If you are interested in learning about Anabaptist leaders and theology, or reading Anabaptist primary source documents (including confessions of faith), GAMEO is a great place to start.
If you want to do some further study, I’d recommend beginning with accessible introductions like William Estep’s The Anabaptist Story: An Introduction to Sixteenth-Century Anabaptism, 3rd ed. (Eerdmans, 1996) and Cornelius Dyck’s An Introduction to Mennonite History: A Popular History of the Anabaptists and Mennonites, 3rd ed. (Herald Press, 1993). Then you can move on to groundbreaking studies like Leonard Verduin’s The Reformers and Their Stepchildren (Eerdmans, 1964; Reprint, Baptist Standard Bearer, 2001) and Claus Peter Clasen’s Anabaptism: A Social History, 1525-1618 (Cornell University Press, 1972). For the truly brave, you can take a stab at George Huntston Williams’ magnum opus The Radical Reformation, 3rd ed. (Truman State University Press, 2000). An excellent refereed scholarly journal related to Anabaptist history and theology is The Mennonite Quarterly Review.
Readers interested in the possibility of appropriating elements of Anabaptist theology and practice in a Southern Baptist context, see Paige Patterson’s essay “Learning from the Anabaptists” in Southern Baptist Identity: An Evangelical Denomination Faces the Future, ed. David S. Dockery (Crossway, 2009) and chapter three of Malcolm Yarnell’s The Formation of Christian Doctrine (B&H Academic, 2007). For similar arguments from a more progressive, postmodern perspective, see Curtis Freeman’s review essay of James Wm. McClendon’s three volume systematic theology, titled ”A Theology for Brethren, Radical Believers, and Other Baptists.”

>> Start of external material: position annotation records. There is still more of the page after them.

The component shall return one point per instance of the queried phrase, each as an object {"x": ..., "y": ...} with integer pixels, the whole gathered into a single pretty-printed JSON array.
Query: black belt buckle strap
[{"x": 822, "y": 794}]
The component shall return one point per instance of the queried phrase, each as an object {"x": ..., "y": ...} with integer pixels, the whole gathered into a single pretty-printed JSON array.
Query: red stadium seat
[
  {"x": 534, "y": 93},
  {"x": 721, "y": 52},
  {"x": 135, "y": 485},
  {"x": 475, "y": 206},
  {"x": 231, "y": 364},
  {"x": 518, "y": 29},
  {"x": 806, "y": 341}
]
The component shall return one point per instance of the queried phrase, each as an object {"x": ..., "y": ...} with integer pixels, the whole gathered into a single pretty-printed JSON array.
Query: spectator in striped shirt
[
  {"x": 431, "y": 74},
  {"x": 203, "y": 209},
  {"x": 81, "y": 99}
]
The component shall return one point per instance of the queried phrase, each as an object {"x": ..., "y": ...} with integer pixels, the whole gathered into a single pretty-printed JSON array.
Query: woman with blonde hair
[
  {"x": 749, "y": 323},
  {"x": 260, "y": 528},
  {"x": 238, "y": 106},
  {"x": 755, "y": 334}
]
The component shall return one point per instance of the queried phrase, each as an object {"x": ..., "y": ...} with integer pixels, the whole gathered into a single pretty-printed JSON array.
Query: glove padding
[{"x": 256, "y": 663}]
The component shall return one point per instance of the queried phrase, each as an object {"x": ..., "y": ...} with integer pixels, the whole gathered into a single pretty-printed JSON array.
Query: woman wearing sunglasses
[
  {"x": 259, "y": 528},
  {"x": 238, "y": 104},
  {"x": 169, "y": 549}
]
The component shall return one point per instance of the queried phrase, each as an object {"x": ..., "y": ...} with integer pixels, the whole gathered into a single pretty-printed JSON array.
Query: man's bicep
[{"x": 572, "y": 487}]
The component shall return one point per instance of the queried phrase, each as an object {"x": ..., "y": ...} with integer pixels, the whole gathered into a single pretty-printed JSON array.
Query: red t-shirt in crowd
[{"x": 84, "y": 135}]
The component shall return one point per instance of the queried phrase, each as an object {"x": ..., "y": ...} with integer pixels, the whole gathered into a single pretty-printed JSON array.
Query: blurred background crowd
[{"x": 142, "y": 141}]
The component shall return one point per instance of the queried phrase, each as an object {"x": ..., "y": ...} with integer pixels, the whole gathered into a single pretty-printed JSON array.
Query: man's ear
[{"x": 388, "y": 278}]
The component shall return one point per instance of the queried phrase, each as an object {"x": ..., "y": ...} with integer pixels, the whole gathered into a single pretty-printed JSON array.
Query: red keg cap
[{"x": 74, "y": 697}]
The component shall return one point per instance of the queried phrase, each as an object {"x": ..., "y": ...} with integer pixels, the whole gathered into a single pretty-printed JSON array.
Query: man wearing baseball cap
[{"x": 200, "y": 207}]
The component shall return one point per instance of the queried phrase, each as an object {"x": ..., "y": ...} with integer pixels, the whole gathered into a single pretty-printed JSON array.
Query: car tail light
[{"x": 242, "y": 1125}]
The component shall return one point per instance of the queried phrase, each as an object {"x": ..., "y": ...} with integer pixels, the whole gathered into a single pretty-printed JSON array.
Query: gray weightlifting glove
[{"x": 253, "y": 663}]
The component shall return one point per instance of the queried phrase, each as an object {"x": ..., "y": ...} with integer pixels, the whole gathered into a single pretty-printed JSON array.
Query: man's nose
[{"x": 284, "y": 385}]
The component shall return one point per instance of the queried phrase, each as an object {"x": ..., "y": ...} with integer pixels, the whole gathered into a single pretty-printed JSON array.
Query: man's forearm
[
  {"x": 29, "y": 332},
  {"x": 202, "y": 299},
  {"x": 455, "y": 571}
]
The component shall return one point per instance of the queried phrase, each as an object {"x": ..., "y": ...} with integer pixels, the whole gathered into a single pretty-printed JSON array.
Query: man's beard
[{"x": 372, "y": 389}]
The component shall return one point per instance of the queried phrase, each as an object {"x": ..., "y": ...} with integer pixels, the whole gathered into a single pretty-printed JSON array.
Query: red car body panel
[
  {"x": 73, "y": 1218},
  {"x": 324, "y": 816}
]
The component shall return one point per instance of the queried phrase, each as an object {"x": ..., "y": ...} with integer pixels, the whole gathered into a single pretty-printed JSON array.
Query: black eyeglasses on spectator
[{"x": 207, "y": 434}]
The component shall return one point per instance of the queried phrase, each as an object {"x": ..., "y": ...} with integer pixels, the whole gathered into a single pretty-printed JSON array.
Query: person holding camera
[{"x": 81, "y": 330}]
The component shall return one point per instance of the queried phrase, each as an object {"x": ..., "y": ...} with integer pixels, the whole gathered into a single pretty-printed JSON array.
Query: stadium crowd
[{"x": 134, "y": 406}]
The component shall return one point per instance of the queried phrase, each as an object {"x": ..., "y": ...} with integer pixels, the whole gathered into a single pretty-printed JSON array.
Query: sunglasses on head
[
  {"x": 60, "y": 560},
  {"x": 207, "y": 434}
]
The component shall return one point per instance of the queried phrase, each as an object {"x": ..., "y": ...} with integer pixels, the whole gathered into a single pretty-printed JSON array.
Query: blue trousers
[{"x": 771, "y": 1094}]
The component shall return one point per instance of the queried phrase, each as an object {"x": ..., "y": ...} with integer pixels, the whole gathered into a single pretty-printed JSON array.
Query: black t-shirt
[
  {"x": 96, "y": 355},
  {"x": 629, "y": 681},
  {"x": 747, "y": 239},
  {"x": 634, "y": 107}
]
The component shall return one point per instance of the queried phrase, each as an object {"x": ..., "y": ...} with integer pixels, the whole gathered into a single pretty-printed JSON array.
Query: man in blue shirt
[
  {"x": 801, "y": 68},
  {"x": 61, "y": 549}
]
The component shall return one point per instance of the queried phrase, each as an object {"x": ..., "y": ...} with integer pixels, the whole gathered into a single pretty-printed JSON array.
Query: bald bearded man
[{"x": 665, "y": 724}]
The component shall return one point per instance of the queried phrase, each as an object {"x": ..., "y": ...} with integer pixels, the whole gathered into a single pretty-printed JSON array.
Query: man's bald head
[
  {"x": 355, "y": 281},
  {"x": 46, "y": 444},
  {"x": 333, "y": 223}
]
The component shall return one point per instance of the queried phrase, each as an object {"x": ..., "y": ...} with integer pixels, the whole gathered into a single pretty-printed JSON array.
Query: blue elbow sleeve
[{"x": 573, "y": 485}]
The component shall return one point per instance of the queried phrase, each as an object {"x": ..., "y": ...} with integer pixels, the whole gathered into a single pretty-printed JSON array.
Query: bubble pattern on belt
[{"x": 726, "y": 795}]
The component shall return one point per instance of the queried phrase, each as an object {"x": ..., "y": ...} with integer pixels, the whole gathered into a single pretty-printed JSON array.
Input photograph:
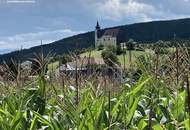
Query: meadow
[{"x": 159, "y": 99}]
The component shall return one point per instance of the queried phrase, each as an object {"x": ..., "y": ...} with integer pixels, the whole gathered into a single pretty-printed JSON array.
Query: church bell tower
[{"x": 97, "y": 29}]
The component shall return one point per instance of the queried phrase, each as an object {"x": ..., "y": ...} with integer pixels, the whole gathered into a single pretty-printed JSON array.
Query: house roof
[
  {"x": 111, "y": 32},
  {"x": 93, "y": 60}
]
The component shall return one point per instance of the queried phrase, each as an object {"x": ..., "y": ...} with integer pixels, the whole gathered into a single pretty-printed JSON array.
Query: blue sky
[{"x": 26, "y": 22}]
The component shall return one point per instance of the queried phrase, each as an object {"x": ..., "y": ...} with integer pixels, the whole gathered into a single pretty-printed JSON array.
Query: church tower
[{"x": 97, "y": 29}]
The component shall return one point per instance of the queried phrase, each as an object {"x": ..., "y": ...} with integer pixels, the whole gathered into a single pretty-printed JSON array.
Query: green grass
[
  {"x": 53, "y": 66},
  {"x": 94, "y": 53},
  {"x": 97, "y": 54}
]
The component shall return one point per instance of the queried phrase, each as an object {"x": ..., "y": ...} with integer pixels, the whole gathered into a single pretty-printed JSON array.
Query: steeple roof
[{"x": 97, "y": 25}]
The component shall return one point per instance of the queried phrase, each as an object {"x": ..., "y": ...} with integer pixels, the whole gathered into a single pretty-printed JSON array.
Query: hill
[{"x": 140, "y": 32}]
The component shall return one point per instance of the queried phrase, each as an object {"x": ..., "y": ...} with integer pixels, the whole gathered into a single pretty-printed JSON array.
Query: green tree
[
  {"x": 110, "y": 58},
  {"x": 100, "y": 47}
]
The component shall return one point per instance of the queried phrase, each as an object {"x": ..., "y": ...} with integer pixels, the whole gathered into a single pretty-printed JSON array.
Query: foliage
[
  {"x": 110, "y": 57},
  {"x": 100, "y": 47},
  {"x": 142, "y": 32}
]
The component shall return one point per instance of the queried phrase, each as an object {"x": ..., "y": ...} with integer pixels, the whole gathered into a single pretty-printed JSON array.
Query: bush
[
  {"x": 100, "y": 47},
  {"x": 110, "y": 58}
]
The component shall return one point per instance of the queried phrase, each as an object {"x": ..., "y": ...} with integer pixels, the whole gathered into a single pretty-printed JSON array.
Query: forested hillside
[{"x": 140, "y": 32}]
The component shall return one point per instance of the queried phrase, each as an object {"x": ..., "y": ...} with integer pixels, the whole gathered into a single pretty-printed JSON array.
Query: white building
[{"x": 105, "y": 37}]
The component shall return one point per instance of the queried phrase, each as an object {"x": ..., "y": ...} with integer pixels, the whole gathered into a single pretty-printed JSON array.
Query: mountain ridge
[{"x": 141, "y": 32}]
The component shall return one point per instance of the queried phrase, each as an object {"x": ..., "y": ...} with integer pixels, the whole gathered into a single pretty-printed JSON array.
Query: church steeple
[
  {"x": 97, "y": 26},
  {"x": 97, "y": 29}
]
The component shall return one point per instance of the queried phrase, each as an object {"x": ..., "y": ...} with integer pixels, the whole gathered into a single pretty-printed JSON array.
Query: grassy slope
[{"x": 135, "y": 54}]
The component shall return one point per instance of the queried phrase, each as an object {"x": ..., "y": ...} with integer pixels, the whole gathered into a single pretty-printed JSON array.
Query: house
[
  {"x": 26, "y": 65},
  {"x": 105, "y": 38}
]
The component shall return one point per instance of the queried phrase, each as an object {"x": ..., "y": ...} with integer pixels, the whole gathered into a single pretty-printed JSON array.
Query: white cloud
[
  {"x": 27, "y": 40},
  {"x": 135, "y": 11}
]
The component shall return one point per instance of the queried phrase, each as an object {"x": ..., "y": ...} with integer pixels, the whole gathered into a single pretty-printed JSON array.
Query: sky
[{"x": 24, "y": 23}]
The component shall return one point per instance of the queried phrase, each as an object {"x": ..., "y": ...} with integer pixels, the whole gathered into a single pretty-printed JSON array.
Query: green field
[{"x": 135, "y": 54}]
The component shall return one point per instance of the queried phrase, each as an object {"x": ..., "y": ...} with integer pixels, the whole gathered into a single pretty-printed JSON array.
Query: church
[{"x": 106, "y": 37}]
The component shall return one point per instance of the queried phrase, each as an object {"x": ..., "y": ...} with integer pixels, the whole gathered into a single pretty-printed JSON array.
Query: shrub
[{"x": 110, "y": 58}]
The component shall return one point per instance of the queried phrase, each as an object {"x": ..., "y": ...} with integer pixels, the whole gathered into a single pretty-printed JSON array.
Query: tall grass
[{"x": 151, "y": 102}]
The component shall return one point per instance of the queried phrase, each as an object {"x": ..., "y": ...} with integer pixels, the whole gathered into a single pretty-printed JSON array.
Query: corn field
[{"x": 158, "y": 100}]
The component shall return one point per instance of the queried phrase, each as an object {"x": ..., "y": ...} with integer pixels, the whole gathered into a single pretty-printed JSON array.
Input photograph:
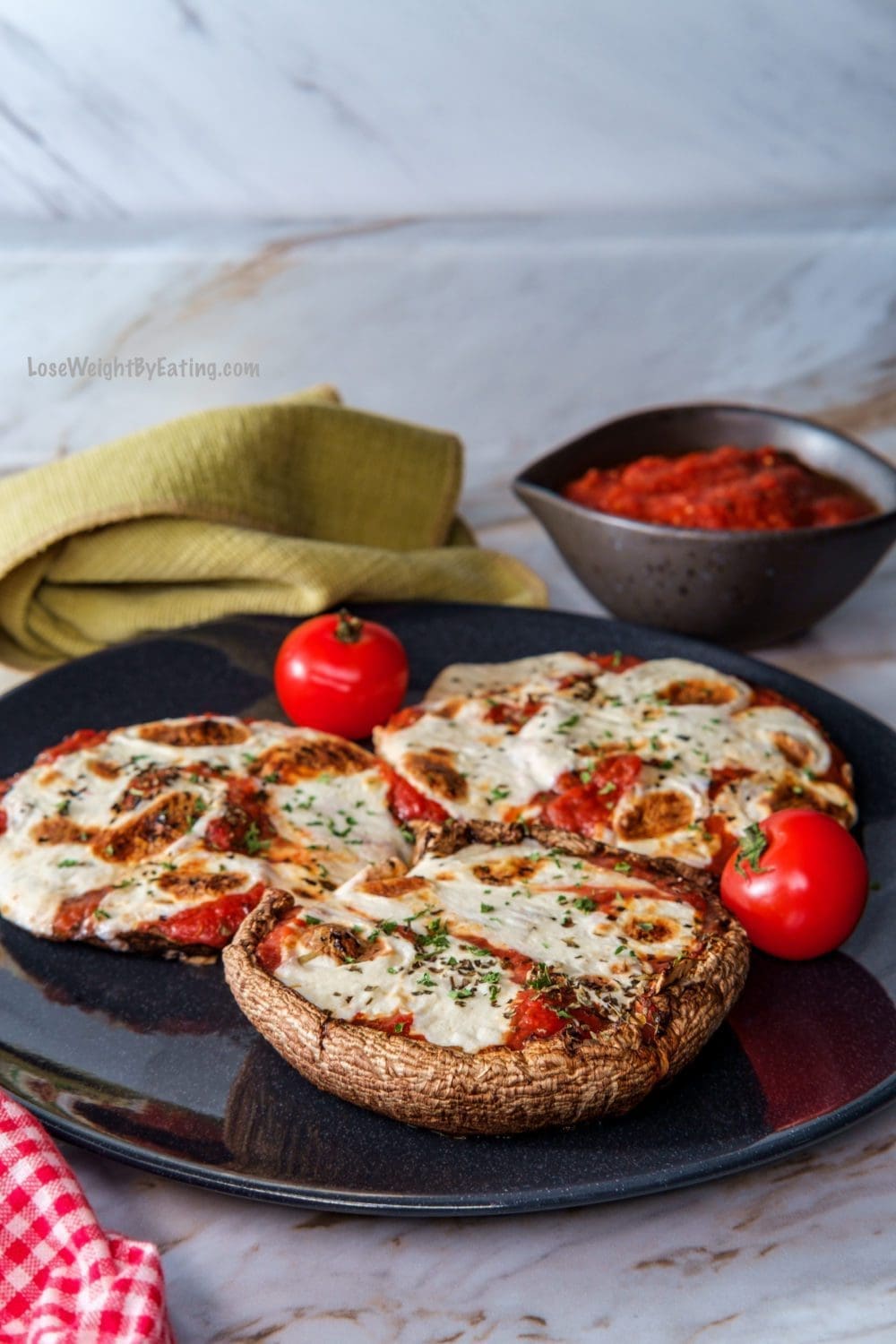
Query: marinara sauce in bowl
[{"x": 732, "y": 523}]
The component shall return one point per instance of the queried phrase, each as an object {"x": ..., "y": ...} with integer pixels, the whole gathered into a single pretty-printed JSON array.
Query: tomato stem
[
  {"x": 349, "y": 628},
  {"x": 753, "y": 846}
]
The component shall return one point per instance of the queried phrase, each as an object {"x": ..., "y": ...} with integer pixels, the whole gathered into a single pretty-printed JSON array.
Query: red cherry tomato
[
  {"x": 798, "y": 883},
  {"x": 340, "y": 675}
]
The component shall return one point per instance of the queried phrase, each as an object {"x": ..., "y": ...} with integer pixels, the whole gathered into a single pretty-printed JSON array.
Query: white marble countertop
[{"x": 517, "y": 333}]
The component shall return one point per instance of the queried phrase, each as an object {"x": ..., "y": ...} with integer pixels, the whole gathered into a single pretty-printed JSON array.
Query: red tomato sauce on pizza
[{"x": 732, "y": 488}]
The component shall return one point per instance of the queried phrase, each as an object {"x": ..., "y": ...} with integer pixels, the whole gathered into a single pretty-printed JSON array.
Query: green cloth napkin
[{"x": 288, "y": 507}]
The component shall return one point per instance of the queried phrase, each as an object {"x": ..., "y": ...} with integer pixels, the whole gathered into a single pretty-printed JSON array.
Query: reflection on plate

For those interested in reading about how Anabaptist thought (among other influences) may have factored into early Baptist theology and practice, see the first chapter of James Leo Garrett’s Baptist Theology: A Four Century Study (Mercer University Press, 2009) and the introduction to Baptist Roots: A Reader in the Theology of a Christian People (Judson Press, 1999), edited by Curtis Freeman, James Wm. McClendon, and C. Rosalee Velloso Da Silva. For my own view of the relationship between Anabaptists and Baptists, which is sympathetic to the proposals of Garrett and Freeman et al, see my two-part “Toward a Convergent View of Baptist Origins” (part one and part two) and “Why I Don’t Freak Out about the Anabaptists,” all of which were published at Between the Times.